Nel secondo semestre del 2024, gli infortuni sul lavoro sono aumentati dello 0,19%, le malattie professionali del 21,6% e gli incidenti mortali del 3,81%. A essere più colpiti sono i lavoratori e le lavoratrici over 55, senza particolari differenze di genere. È quanto emerge dal nuovo Report semestrale su infortuni e malattie professionali a cura del Dipartimento Salute e Sicurezza della CISL Nazionale, che analizza il fenomeno infortunistico e tecnopatico attraverso i dati ufficiali INAIL. Il documento non si limita ai numeri, ma approfondisce le cause degli incidenti, le criticità delle tutele e il legame con le condizioni di lavoro.

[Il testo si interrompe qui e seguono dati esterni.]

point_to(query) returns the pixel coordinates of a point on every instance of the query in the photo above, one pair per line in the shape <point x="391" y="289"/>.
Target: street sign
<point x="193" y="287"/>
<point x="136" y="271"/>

Inoltre, fornisce aggiornamenti normativi e strumenti pratici per chi opera nel settore della salute e sicurezza. Di fronte a questi dati, la Segretaria Generale della CISL, Daniela Fumarola (nella foto), ribadisce la necessità di una strategia nazionale di prevenzione, che coinvolga istituzioni, imprese e sindacati in un impegno comune.“Non possiamo limitarci a registrare questi numeri: dobbiamo agire. Serve un piano condiviso che metta al centro la prevenzione, con investimenti in formazione, innovazione tecnologica e controlli adeguati. La sicurezza sul lavoro non è un costo, ma un valore imprescindibile per il nostro sistema produttivo e sociale. Per questo, la CISL rilancia la proposta di un patto sociale che impegni tutti gli attori a rafforzare la tutela della salute dei lavoratori”, ha dichiarato Fumarola.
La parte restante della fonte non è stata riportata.